I’m hoping this talk convinced at least a few more people in the audience to become engaged and raise their voices so they will have a say in the way agriculture will change in the future to deal with an expanding global population, the stresses placed on farming by the global warming, and the desire to not only feed ourselves but make sure our children, grandchildren, and great-grandchildren will be able to do so as well.
We live in a democracy. In theory the views of the majority should be the most influential, but in practice an active and engaged minority is often much more influential even when their views aren’t shared by an apathetic majority. It’s a cliche, but it’s true that the squeaky wheel gets the grease.
If you read this blog you’re clearly interested in these issues as well (whether or not you share my own views). In the coming years we as a society and as a planet are going to be making decisions about farming and agriculture with long reaching consequences.
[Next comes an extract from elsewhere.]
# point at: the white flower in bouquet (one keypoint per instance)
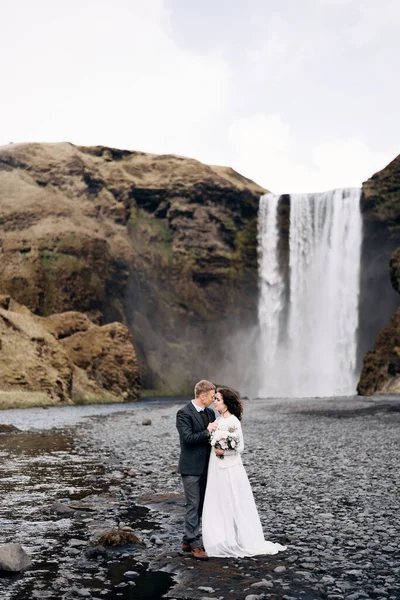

We’re all going to have to live in the future those decisions create so get educated, get involved, and make some noise!
Pamela and Raoul’s talk itself was excellent. If you ever get the chance to hear them speak I’d definitely recommend jumping on it. My complements also to Anastasia of Genetic Maize and Biofortified who organized the whole thing including getting support and funding from this (ridiculously long) list of organizations:
Department of Agronomy; Bioethics Program; Wallace Chair for Sustainable Agriculture; Council on Sustainability; Department of Genetics, Development, and Cell Biology; Department of Plant Pathology; Center for Plant Responses to Environmental Stresses; Interdepartmental Genetics Program; Plant Sciences Institute; Molecular, Cellular, and Developmental Biology Program; Department of Ecology, Evolution, and Organismal Biology; and Committee on Lectures, which is funded by the Government of the Student Body; Student Organic Farm; Graduate Program in Sustainable Agriculture Student Association; Graduate Agronomy Club; Biochemistry, Biophysics and Molecular Biology Undergraduate Club; and Natural Resource Ecology and Management Graduate Student Organization.
Given how much work organizing this lecture (as well as a whole series of events both today and tomorrow) must have been, I’ve guessing it may be a little while she’ll have time to write up her own thoughts on the experience.
I filled several pages with notes** during the talk, and I’ll try to figure out what to do with them this weekend after returning to Berkeley.
*More controlled and targeted use of nitrogen fertilizer (often using GPS data to specifically fertilize only specific parts of each individual field that can most benefit from it) and the spreading adoption of no-till farming are two great examples of practices in conventional agriculture that are greatly reducing fertilizer run-off and soil erosion, and as a result are improving the water quality of states like Iowa.
**For me taking notes is a choice between using the iPhone (easier to decipher, but looks like I’m spending the whole talk texting) and using pen and paper (which, for me, is still a little faster, but often results in much puzzling over mysterious and undecipherable scrawls if I ever try to read the notes back). Given I was sitting in the second row, I chose cryptic scribbles over looking like obnoxious-text-messaging-guy.